Saturday, December 22, 2012

Still a Fly Zone

Notwithstanding Iran's charges that deploying 6 batteries of Patriot air defense missiles to Turkey will start World War III and Moscow's bout of Russian-ness, the missiles are barely able to reach the Turkish-Syrian border.

We're told where the Patriot batteries will go:

Turkish Prime Minister Tayyip Erdogan said on Friday Patriot missiles being sent by NATO members to bolster Turkey's defenses against a possible missile attack from Syria will be deployed near the southeastern cities of Adana, Gaziantep and Kahramanmaras. ...

Adana, Turkey's fourth-largest city, is located around 100 km (60 miles) from the Syrian border. The joint Turkish-American Incirlik Air Base is also just outside the city.

Gaziantep, a city of around 1.5 million people, is further to the east, some 60 km (35 miles) from the Syrian border.

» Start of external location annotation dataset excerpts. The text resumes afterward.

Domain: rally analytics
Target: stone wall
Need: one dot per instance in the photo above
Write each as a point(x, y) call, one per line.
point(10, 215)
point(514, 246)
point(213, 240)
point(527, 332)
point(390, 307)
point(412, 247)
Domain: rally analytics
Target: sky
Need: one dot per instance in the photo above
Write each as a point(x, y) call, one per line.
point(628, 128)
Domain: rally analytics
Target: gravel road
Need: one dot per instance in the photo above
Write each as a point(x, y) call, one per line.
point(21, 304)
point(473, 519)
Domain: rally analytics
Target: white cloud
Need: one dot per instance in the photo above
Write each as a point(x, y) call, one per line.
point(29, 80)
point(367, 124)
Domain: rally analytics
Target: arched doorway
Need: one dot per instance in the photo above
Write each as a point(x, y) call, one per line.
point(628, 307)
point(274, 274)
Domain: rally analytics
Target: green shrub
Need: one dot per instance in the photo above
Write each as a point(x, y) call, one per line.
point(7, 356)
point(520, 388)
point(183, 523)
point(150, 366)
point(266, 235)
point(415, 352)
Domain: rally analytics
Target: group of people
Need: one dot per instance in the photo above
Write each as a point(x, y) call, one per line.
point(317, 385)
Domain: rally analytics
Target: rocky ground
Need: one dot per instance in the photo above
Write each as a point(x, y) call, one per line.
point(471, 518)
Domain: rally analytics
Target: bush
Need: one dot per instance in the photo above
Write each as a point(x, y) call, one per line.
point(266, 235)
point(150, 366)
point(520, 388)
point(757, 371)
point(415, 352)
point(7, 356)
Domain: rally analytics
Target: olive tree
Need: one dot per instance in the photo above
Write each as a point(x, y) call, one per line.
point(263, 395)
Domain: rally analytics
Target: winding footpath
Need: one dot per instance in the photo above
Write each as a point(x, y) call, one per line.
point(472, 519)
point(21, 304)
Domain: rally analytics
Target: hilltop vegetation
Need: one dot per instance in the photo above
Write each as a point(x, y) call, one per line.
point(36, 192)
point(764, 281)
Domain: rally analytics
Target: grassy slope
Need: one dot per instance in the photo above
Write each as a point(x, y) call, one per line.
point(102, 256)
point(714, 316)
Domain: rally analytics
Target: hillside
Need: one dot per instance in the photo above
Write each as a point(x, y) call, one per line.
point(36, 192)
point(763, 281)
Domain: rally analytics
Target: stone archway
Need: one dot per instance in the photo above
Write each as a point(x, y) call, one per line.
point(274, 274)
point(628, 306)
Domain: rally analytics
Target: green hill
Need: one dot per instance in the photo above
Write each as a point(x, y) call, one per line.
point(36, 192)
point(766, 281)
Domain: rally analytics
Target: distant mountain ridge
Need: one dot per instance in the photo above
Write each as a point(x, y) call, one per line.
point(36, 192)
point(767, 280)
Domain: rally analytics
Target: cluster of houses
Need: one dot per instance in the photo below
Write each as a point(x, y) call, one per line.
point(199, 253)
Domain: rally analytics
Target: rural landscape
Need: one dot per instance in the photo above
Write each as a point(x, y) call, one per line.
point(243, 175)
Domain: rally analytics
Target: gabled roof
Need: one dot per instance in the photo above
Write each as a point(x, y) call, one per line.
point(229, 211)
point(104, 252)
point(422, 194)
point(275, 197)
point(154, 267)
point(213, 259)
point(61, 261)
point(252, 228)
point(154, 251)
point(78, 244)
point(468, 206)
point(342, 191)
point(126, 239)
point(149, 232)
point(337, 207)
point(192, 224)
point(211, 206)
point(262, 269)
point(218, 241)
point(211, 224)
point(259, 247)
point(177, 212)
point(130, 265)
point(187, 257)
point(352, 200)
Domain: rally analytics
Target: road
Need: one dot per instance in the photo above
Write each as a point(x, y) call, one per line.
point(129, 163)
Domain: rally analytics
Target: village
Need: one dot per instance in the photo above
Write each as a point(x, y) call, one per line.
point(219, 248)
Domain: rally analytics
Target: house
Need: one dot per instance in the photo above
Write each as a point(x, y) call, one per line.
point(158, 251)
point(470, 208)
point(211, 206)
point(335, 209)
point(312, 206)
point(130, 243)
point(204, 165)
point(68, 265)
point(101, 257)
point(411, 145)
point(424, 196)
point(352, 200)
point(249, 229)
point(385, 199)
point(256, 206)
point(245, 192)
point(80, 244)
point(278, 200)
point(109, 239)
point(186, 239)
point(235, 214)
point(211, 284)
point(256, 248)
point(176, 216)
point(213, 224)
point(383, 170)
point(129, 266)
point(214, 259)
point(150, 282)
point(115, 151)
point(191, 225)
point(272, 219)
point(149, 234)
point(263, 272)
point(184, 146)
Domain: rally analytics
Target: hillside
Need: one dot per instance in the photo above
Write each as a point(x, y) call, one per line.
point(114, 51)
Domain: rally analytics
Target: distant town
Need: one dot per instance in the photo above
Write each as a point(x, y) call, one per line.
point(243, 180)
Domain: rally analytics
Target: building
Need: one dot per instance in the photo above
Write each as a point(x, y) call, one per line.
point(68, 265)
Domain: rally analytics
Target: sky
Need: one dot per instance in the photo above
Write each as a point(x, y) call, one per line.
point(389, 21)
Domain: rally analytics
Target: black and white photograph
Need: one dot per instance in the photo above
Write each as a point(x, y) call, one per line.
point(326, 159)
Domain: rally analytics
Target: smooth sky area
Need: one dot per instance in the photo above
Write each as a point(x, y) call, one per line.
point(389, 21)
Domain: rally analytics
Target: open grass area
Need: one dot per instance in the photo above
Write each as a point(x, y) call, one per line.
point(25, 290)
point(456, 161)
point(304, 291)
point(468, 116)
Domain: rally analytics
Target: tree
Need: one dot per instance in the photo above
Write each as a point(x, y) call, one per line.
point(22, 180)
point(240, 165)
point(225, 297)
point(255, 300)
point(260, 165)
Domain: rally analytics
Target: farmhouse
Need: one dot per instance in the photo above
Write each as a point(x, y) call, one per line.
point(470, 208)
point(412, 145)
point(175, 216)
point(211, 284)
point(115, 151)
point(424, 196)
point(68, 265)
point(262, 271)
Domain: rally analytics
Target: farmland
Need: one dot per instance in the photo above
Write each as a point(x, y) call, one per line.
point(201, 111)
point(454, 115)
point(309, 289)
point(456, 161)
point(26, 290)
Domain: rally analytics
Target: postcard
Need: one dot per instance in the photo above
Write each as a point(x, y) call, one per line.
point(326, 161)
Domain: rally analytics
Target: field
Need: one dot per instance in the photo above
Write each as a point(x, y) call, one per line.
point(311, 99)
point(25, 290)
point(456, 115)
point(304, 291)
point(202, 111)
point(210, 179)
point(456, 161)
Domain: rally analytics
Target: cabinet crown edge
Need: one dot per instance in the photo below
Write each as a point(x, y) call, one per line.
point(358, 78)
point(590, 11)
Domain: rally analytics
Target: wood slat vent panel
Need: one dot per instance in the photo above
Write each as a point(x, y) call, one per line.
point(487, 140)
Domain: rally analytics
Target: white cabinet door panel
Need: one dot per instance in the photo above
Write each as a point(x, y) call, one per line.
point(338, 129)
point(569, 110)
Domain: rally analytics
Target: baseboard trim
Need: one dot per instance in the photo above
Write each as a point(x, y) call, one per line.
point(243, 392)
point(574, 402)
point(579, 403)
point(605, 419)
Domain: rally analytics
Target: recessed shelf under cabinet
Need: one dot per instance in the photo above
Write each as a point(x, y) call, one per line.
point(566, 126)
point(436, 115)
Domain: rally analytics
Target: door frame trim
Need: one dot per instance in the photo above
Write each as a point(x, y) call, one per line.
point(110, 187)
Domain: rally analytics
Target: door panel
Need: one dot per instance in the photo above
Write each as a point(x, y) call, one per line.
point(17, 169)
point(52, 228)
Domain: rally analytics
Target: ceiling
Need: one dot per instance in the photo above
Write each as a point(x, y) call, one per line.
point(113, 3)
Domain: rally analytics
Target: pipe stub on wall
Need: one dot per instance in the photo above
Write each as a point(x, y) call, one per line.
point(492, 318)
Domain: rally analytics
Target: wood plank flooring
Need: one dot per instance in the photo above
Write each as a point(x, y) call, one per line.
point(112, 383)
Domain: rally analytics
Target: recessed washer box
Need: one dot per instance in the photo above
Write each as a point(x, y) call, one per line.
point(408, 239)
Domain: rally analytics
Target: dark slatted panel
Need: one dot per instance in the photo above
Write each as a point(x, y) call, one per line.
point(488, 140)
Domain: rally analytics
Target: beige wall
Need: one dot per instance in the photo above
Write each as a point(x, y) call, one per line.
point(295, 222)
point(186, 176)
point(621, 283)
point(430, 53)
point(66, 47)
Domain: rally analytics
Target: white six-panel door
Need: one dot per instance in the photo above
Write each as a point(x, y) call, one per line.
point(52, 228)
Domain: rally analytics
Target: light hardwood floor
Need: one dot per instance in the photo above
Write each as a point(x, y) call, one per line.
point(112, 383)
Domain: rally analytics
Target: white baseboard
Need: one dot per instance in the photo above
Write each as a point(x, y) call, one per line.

Kahramanmaras, to the north of Gaziantep, has around half a million inhabitants and is some 150 km (95 miles) from Syria.

The missile has a range of 160 kilometers against aircraft and 20 kilometers against missiles.

So the missiles are focused in a triangle to the northwest and west of Aleppo. And far back from the border.

I assume that sites closer to the border will be surveyed so that missiles at the initial locations can redeploy fairly rapidly. But for now, Syrian planes, helicopters, and ballistic missiles have free shots at the Syrian population.